Tughlaq By Girish Karnad Text //free\\ Jun 2026
KHUSRO: Only if the people are willing to fight for it.
The play "Tughlaq" is a fictionalized account of the Sultan's reign, focusing on his obsessive desire for power and his crumbling relationships with those around him. The story revolves around Tughlaq's decision to shift his capital to Daulatabad, which he believes will help him control the Deccan region and bring prosperity to his kingdom.
Karnad creates a structural dialectic between high-minded idealism and ground-level pragmatism.
Chess is the central metaphor of the play. Tughlaq is an expert chess player who views politics as a grand chessboard where human beings are mere pawns to be manipulated. He remarks that he loves the game because it allows him to solve complex problems logically. However, his tragic flaw is treating real human lives with the cold rationality of a chess match, ignoring human emotion, tradition, and unpredictable vulnerability.
Tughlaq is a deeply complex, multi-dimensional protagonist. He is a tragic hero caught in a paradox. On one hand, he is an enlightened humanist, a poet, and a visionary who wants to build a utopian empire free of religious bigotry. On the other hand, he is a ruthless, Machiavellian tyrant who does not hesitate to use murder, deceit, and terror to enforce his will. His tragedy lies in his inability to bridge the gap between his abstract ideals and the flawed nature of the human beings he rules. As the play progresses, his idealism curdles into madness and tyranny. Aziz and Azam tughlaq by girish karnad text
MESSENGER: The nobles have turned against you.
A unique aspect of the is that it reads like a novella. Unlike absurdist drama (e.g., Beckett) where the page feels empty, Karnad’s text is dense with stage business. However, directors often cut 30% of the dialogue for the stage. Why?

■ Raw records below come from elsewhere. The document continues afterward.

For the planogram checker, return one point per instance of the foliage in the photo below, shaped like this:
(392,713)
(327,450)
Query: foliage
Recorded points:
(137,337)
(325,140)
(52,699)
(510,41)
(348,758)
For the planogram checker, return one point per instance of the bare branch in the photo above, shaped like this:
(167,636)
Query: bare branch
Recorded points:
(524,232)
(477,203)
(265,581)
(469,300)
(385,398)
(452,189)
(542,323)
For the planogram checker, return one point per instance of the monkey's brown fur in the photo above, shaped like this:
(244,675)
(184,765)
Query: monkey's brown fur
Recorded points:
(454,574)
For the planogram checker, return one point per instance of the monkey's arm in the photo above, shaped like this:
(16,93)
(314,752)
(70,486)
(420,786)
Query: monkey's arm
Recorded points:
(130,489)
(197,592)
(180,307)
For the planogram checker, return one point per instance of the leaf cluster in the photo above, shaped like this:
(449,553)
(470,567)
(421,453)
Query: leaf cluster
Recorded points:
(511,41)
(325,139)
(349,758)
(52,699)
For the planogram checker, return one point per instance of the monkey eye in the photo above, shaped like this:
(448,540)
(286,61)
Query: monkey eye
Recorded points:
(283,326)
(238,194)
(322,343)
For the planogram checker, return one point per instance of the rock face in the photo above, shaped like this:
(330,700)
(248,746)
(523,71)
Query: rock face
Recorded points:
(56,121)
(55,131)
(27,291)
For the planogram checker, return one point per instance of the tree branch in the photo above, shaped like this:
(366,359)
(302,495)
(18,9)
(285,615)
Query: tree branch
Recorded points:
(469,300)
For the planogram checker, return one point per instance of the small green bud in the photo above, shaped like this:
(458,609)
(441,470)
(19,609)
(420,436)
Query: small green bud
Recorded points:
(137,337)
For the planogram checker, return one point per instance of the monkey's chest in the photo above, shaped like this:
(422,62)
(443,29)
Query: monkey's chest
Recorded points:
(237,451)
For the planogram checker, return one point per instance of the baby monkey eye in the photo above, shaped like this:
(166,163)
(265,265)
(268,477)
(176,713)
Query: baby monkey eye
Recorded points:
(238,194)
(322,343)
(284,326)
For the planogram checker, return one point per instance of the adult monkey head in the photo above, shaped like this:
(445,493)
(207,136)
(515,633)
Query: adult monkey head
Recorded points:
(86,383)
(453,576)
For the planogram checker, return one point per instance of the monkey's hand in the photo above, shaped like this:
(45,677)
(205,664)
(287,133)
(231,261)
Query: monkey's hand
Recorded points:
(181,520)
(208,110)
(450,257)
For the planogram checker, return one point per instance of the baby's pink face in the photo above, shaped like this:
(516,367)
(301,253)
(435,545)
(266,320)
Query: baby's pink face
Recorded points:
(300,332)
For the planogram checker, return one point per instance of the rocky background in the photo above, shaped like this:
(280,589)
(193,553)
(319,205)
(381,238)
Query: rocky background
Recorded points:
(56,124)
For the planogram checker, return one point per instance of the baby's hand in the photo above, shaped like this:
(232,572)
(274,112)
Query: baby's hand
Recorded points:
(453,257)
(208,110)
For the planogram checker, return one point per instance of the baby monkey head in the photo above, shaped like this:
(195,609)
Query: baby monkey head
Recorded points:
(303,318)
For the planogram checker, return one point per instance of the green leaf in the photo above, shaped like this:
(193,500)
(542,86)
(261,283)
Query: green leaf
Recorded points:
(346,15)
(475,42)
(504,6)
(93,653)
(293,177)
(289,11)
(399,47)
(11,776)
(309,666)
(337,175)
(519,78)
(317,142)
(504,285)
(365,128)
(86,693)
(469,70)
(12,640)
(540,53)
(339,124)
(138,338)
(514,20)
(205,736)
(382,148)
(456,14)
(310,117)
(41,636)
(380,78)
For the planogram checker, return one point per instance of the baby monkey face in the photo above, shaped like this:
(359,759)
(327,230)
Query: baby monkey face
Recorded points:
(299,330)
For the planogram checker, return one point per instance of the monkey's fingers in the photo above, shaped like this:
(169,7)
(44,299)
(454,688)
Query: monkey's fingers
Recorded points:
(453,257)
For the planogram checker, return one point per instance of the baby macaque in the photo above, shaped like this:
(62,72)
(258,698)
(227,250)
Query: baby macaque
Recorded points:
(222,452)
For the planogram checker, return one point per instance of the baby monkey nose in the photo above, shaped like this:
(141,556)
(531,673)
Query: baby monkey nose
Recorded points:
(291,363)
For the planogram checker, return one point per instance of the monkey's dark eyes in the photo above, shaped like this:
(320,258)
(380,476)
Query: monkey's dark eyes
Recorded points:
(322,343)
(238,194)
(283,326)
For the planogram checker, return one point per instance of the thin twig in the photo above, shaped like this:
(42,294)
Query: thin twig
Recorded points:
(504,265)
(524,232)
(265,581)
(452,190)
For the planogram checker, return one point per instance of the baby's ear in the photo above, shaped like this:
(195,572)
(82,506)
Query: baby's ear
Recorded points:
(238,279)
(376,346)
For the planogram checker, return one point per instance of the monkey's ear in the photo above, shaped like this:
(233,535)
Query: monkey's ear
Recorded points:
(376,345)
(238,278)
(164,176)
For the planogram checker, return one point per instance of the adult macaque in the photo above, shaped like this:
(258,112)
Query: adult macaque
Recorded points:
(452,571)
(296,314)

Structurally, Karnad uses the motif of prayer to illustrate the King's descent. In the early scenes, Tughlaq views prayer as a moment of purity and connection to the divine. However, as his reign becomes increasingly fractured by rebellion, prayer is weaponized. It is used as a cover for political assassination and eventually banned altogether. By the end of the play, Tughlaq is a hollow figure, haunted by his own isolation and the realization that his grand experiments have led only to ruin.
Girish Karnad’s second play, Tughlaq , written shortly after India’s first decade of independence, is rarely read as a mere historical chronicle. Instead, it functions as a “history play” in the Brechtian sense—alienating the audience to provoke critical thought about contemporary politics. The historical Muhammad bin Tughlaq is known for his visionary but disastrous policies: shifting the capital from Delhi to Daulatabad, introducing token currency, and alienating the orthodox clergy. Karnad amplifies these contradictions to create a protagonist who is simultaneously a poet, a devout Muslim, a murderer, and a lonely idealist. This paper will explore how Karnad uses Tughlaq’s tragedy to expose the gap between noble intentions and disastrous consequences. KHUSRO: Only if the people are willing to fight for it
TUGHLAQ: My friends, I have a dream of a just society. Where the rich and the poor are equal.
Reading or watching the text of Tughlaq provides an enduring mirror to contemporary politics, reminding us that grand political visions mean nothing if they lose their human connection along the way.
In Girish Karnad’s Tughlaq , the "deep features" refer to the subtextual, structural, and thematic layers that move the play beyond a mere historical narration of a 14th-century ruler. Karnad uses history as a metaphor to explore the psychology of power, the failure of idealism, and the human condition.
The play is structured in thirteen scenes, tracking the steady disintegration of Tughlaq’s authority and sanity. He remarks that he loves the game because
Because the text is overwritten in certain philosophical monologues. On the page, Tughlaq’s 2-page speech about "the loneliness of the visionary" is profound. On stage, it can stop the momentum dead.
As the Sultan's obsession with his token currency grew, so did his detachment from reality. He began to see himself as a visionary, a philosopher-king, above the mundane concerns of his people. He would move the capital from Delhi to Daulatabad, in the south, to be closer to the intellectual and spiritual centers of the time.
The construction of the Daulatabad fort symbolizes Tughlaq's tightening grip of tyranny. It is described as an impenetrable prison rather than a glorious capital. The recurring imagery of vultures circling the sky emphasizes the pervasive atmosphere of death, decay, and ruin that blankets the empire. Conclusion
Karnad wrote Tughlaq in the years following India's independence, a time when the country was grappling with the implementation of idealistic social and political reforms. The play is widely seen as a satire on the Nehruvian era, exploring the gap between visionary ambition and practical governance. Through the character of Muhammad bin Tughlaq, Karnad captures the story of a ruler who started with grand visions of a unified, secular India but whose reign disintegrated into anarchy, violence, and spectacular failure. The play examines the political and cultural experiences of a newly independent nation, using the premodern past to reenact the crisis of secular nationhood in postcolonial India.